Among the mess linger figments of the past. In plastic box without a lid, nestled between a black crate and a pack of water bottles on his book shelf, Ben hides letters he doesn’t let many people see. He reached behind him and pulled one out from beneath a mix CD made by a girl from back home. Her real name is Mackenzie, but everyone calls her Max. She’s the girl Ben can’t forget.

Let me just start off by saying that I miss you. Boy do I miss you. I’m so happy for you, though. And I think you’re happy...?

When he met Max, it was something different. It was the kind of chemistry that doesn’t come around often, the kind when you just know that person is supposed to be in your life.

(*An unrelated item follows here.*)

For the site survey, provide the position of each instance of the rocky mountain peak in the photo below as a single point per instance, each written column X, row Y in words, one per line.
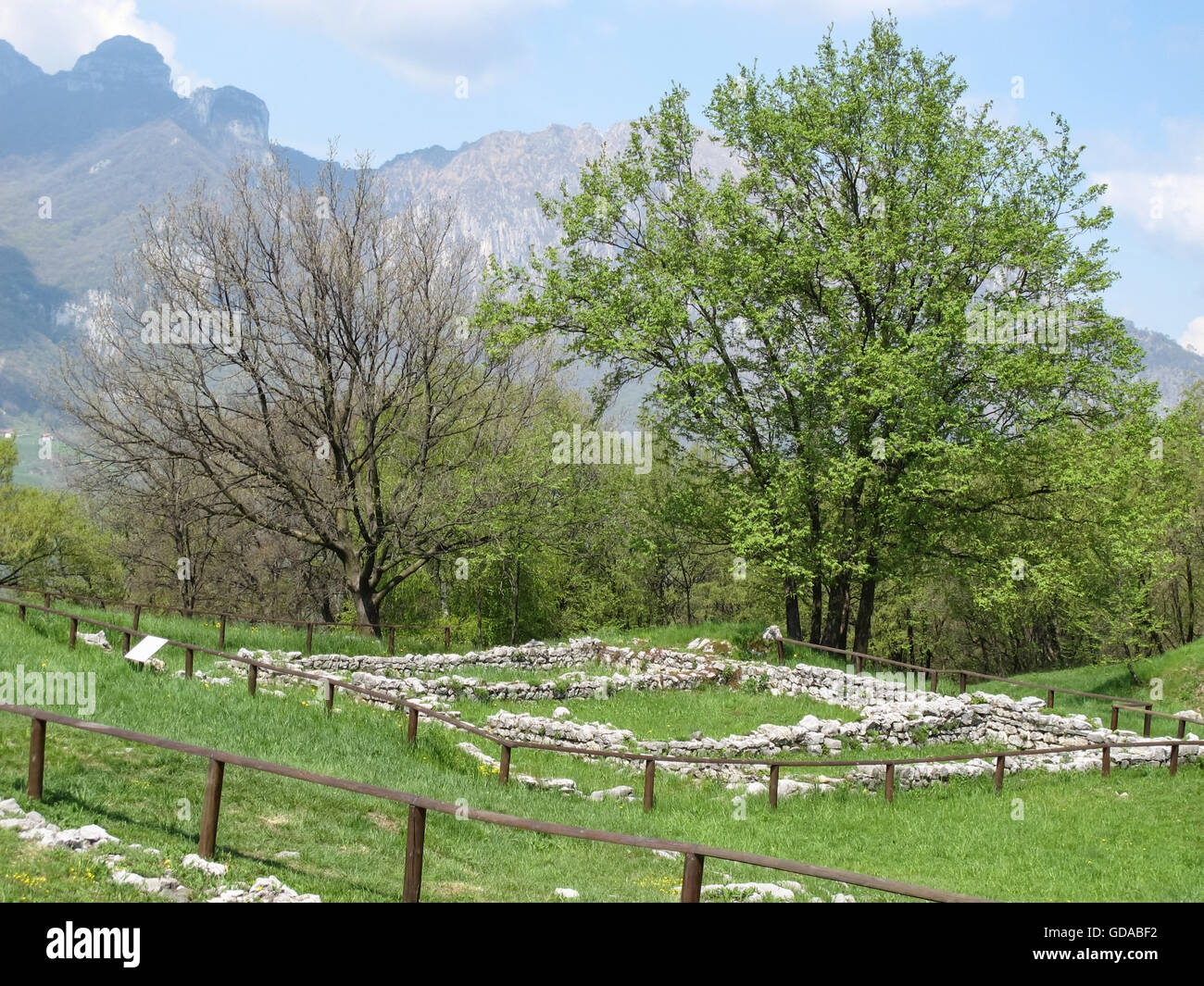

Max was the girl Ben was talking to before he started dating Kate, and the chemistry never really went away. They finally got together for three golden months last summer, just before college. He went to school, and she started her junior year in high school.

I don’t want this letter to be long and sappy because I just can’t do it. As you know, I’ve tried a few times and not been successful. Plus, this isn’t the last thing I’ll ever say to you so I hate making it sound/seem like we’re ending.

Ben didn’t want to keep things going while he was so far away, while he was meeting new people and starting a new life. He didn’t want to hold her down while she was living hers. When they broke up, he wrote her a 10 page letter. He included photos of places that were important to them—their first kiss, first date.

I know we’ll probably text/talk everyday until we die, but being in two different places does make it very difficult for two people to not drift apart.

He’d still date her if he could, but he just doesn’t see how it would work. She’s in high school, and she’s busy, and so is he. The feelings are still there, though, and he can’t imagine liking anyone else that much.

***

Ben, Nolan, and Lori roamed campus on that Saturday night. They left the field and found their way to the IU Art Museum with its kaleidoscope of changing colors.

All three of them lay down, their backs on the cement and their feet straight up on the smooth outer wall of the museum. The colors shone pink.

Ben lay there quietly. The colors turned red, flowed through the rainbow.

There was still so much left to learn. He didn’t have it figured out. He didn’t know which friends would stay with him and which would go. He didn’t know who he would become. For now, though, he was right where he wanted to be with the people he wanted to be with.

It was a fragile moment, still and quiet and perfect. His past was right beside his present, and the future was somewhere out there, up above, blending with the lights.